Carlito Carvalhosa: A Conversation
with Geaninne Gutierrez-Guimarães, André Lepecki, Luis Pérez-Oramas, and Lúcia K. Stumpf
Café & Bookstore
Carlito Carvalhosa (1961-2021) forged a singular path in contemporary art, exploring a wide range of techniques and media, with an approach that expanded the boundaries of materials and space. Carlito Carvalhosa (Nara Roesler Books, 2025) represents the most comprehensive monograph ever dedicated to the artist. In addition to essays by Luis Pérez-Oramas, Lúcia K. Stumpf, Geaninne Gutiérrez-Guimarães, André Lepecki, Daniel Rangel and Bernardo Mosqueira, the book features an extensive illustrated chronology, highlighting the interplay between two-dimensional and three-dimensional works, large-scale installations, and recurring motifs that run throughout his practice.

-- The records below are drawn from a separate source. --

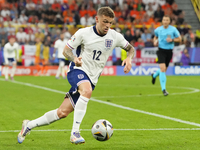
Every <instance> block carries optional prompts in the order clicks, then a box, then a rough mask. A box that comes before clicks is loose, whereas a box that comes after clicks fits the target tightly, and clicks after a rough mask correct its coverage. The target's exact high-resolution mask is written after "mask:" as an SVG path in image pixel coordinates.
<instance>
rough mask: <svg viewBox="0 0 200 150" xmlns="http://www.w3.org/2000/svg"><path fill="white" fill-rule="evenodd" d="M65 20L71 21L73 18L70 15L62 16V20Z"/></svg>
mask: <svg viewBox="0 0 200 150" xmlns="http://www.w3.org/2000/svg"><path fill="white" fill-rule="evenodd" d="M67 20H68V22H73V18H72V17H69V16H66V17H65V18H64V21H65V22H66V21H67Z"/></svg>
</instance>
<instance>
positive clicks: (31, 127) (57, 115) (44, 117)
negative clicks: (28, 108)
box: [27, 109, 60, 129]
mask: <svg viewBox="0 0 200 150" xmlns="http://www.w3.org/2000/svg"><path fill="white" fill-rule="evenodd" d="M57 110H58V109H55V110H51V111H49V112H46V113H45V114H44V115H43V116H41V117H39V118H37V119H35V120H31V121H29V122H28V124H27V127H28V128H29V129H33V128H35V127H39V126H43V125H48V124H50V123H52V122H54V121H56V120H59V119H60V118H59V117H58V114H57Z"/></svg>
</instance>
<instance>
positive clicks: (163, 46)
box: [151, 16, 181, 96]
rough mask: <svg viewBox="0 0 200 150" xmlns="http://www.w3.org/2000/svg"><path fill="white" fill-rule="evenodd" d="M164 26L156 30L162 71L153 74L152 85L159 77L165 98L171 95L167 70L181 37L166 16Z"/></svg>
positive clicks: (179, 34)
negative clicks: (176, 43)
mask: <svg viewBox="0 0 200 150" xmlns="http://www.w3.org/2000/svg"><path fill="white" fill-rule="evenodd" d="M162 24H163V25H162V26H160V27H158V28H157V29H155V31H154V32H155V37H154V45H155V46H157V45H158V51H157V57H158V61H157V62H158V63H159V67H160V69H158V70H157V71H156V72H155V73H154V74H152V75H151V76H152V84H155V81H156V77H157V76H159V79H160V85H161V89H162V92H163V95H164V96H167V95H168V94H169V93H168V92H167V90H166V81H167V79H166V74H165V72H166V70H167V67H168V66H169V62H170V60H171V59H172V55H173V52H172V50H173V48H174V42H180V41H181V36H180V33H179V31H178V30H177V29H176V28H175V27H173V26H171V25H169V24H170V17H169V16H164V17H163V19H162Z"/></svg>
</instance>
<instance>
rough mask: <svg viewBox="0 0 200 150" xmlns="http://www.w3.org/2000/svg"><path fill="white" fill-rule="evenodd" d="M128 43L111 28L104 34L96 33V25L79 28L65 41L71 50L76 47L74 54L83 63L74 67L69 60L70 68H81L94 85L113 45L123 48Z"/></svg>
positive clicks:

To celebrate the book’s release, contributing authors André Lepecki, Geaninne Gutierrez-Guimarães, Luis Pérez-Oramas, and Lúcia K. Stumpf will gather for a conversation at Amant’s bookstore and café on the lasting impact and significance of Carvalhosa’s practice.

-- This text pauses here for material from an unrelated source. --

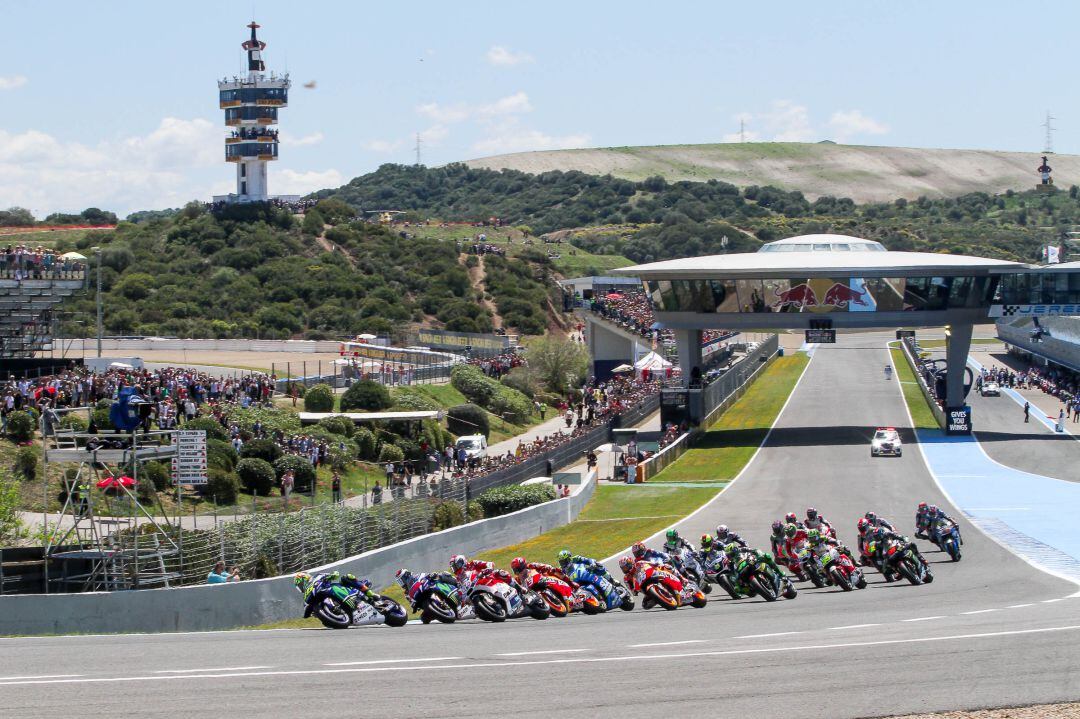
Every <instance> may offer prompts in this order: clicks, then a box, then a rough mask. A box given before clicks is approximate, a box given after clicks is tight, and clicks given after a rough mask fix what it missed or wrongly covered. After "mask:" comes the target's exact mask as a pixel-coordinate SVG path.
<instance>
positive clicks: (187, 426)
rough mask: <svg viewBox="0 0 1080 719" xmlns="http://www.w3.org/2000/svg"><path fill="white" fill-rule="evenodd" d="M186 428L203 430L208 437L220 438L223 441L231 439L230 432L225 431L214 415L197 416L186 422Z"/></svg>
mask: <svg viewBox="0 0 1080 719" xmlns="http://www.w3.org/2000/svg"><path fill="white" fill-rule="evenodd" d="M184 429H185V430H203V431H204V432H205V433H206V439H220V440H222V442H228V440H229V433H228V432H226V431H225V428H224V426H221V423H220V422H218V421H217V420H216V419H214V418H213V417H197V418H194V419H193V420H191V421H190V422H185V423H184Z"/></svg>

Geaninne Gutiérrez-Guimarães is a curator specializing in modern and contemporary Latin American art. She holds a BA and MA in Art History from Hunter College (The City University of New York, CUNY). She joined the curatorial team of the Solomon R. Guggenheim Museum in 2015 and is currently a curator at both the Guggenheim Museum in Bilbao, and the Solomon R. Guggenheim Museum in New York. She previously worked at MoMA in New York, where she contributed to numerous exhibitions and publications on Latin American artists. Her curatorial projects include Beatriz Milhazes: Rigor and Beauty (2025); Tarsila do Amaral: Painting Modern Brazil (2025); Lygia Clark: Painting as an Experimental Field, 1948–1958 (2020); Cecilia Vicuña: Spin Spin Triangulene (2022); and Gego: Measuring Infinity (2023).
André Lepecki is an essayist, playwright, and independent curator based in New York. He is a Professor in the Department of Performance Studies at New York University and Associate Dean for the Center for Research & Study at the NYU Tisch School of the Arts. Author of Exhausting Dance: Performance and the Politics of Movement (2006, published in thirteen languages) and Singularities: Dance in the Age of Performance (2016). He has curated festivals and projects for different institutions, including HKW (Berlin), Museum of Modern Art in Warsaw, MoMA PS1 (New York), Hayward Gallery (London), Haus der Kunst (Munich), and the 2016 Biennale of Sydney. In 2008, he received the AICA Award for Best Performance for co-curating and directing the restaging of Allan Kaprow’s 18 Happenings in 6 Parts (Haus der Kunst, 2006; PERFORMA 07).
Lúcia Klück Stumpf is Curator of the Carlito Carvalhosa Archive and Professor in the Graduate Program in Communication at Universidade Anhembi Morumbi in São Paulo. She holds a master’s degree (2014) and a PhD (2019) in Art History and Audiovisual Culture from Universidade de São Paulo (USP) and completed her postdoctoral research at the School of Communications and Arts (USP) in 2023. She is an Affiliated Scholar at the Brazil LAB at Princeton University. She co-authored O sequestro da Independência (Companhia das Letras, 2022) and A Batalha do Avaí (Sextante, 2013), with Lilia Schwarcz and Carlos Lima Jr., as well as various articles and book chapters. In 2024, she co-curated two retrospective exhibitions of Carlito Carvalhosa’s work in São Paulo: A metade do dobro, at Instituto Tomie Ohtake, and A natureza das coisas, at Sesc Pompeia.
Luis Pérez-Oramas is a writer, poet, and art historian. He holds a PhD in Art History from the École des Hautes Études en Sciences Sociales in Paris. He served as Curator of Latin American Art at MoMA in New York (2003–2017); Chief Curator of the 30th São Paulo Biennial (2012); and Curator of the Patricia Phelps de Cisneros Collection in Caracas (1995–2002). He has curated numerous exhibitions and organized their accompanying publications in Brazil, Europe, and the United States, including Tarsila do Amaral: Inventing Modern Art in Brazil (2017–2018); Lygia Clark: The Abandonment of Art (2014); Tangled Alphabets: León Ferrari and Mira Schendel (2009–2010); Perspectives in Latin American Art: 1930–2006 (2007); and Transforming Chronologies: An Atlas of Drawings (2004).